The instinct when building an extraction tool is to extract everything. Every field in the document is a field the tool could pull, so the roadmap becomes a race to cover them all, and “supports more fields” feels like unambiguous progress. But not every field is equally extractable, and treating them as if they are produces a tool that’s reliable on some fields and quietly unreliable on others, with no way for the user to tell which is which. The more useful discipline is the opposite of the instinct: deciding which fields the tool should not extract — and being explicit that it doesn’t.

Some fields are clean to extract: they appear in predictable forms, they mean one thing, and reading them correctly is a bounded problem. Other fields are treacherous: they require interpretation the tool can’t reliably do, they’re defined by the interaction of clauses scattered across the document, or getting them right depends on domain judgment that varies by context. A tool that extracts the clean fields reliably and declines the treacherous ones — explicitly, saying “this requires human judgment, here’s the relevant text” — is more useful than a tool that attempts everything and is silently wrong on the hard parts. The second tool forces the user to independently figure out which outputs to trust, which is the work they were trying to avoid.

Choosing not to extract a field is a positive product decision, not a gap. It’s the tool drawing a clear line around what it’s reliable at, and that line is itself valuable information for the user. “I extracted these fifteen fields and I’m flagging these three as requiring your judgment because they depend on interpretation” is a more trustworthy output than sixteen fields presented with uniform confidence, one of which is a guess. The explicit refusal tells the user exactly where to spend their attention, and it signals that the fields the tool did extract were ones it could stand behind. Scope honesty builds trust the same way uncertainty honesty does.

This runs against the demo incentive, which rewards breadth — the more fields a tool fills in, the more impressive it looks in a five-minute walkthrough. But breadth bought by extracting fields the tool can’t do reliably is breadth that fails exactly when a real user leans on it. A narrower tool that’s trustworthy across its whole stated scope beats a broader tool that’s trustworthy across an unstated subset of its scope. The user can build a workflow on the first; the second forces them to keep a mental map of which fields are actually reliable, which defeats the purpose.

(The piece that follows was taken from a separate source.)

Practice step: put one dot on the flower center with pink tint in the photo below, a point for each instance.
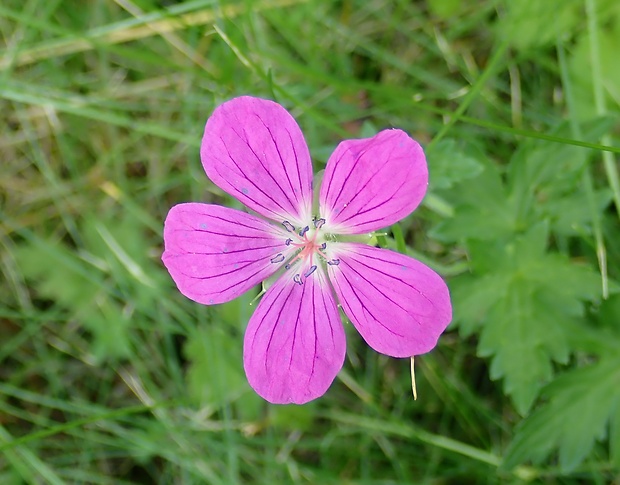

The strategic version of this: a tool’s scope should be a promise, not an aspiration. Every field inside the scope is something the tool commits to handling reliably; everything outside is something it explicitly hands back. Defining that boundary well — and having the discipline to keep treacherous fields outside it until you can actually do them — is what makes the tool’s output something a user can rely on without re-checking. Extracting everything is easy to promise and hard to honor. Extracting a well-chosen set, reliably, and being honest about the rest, is the harder and more valuable thing to build.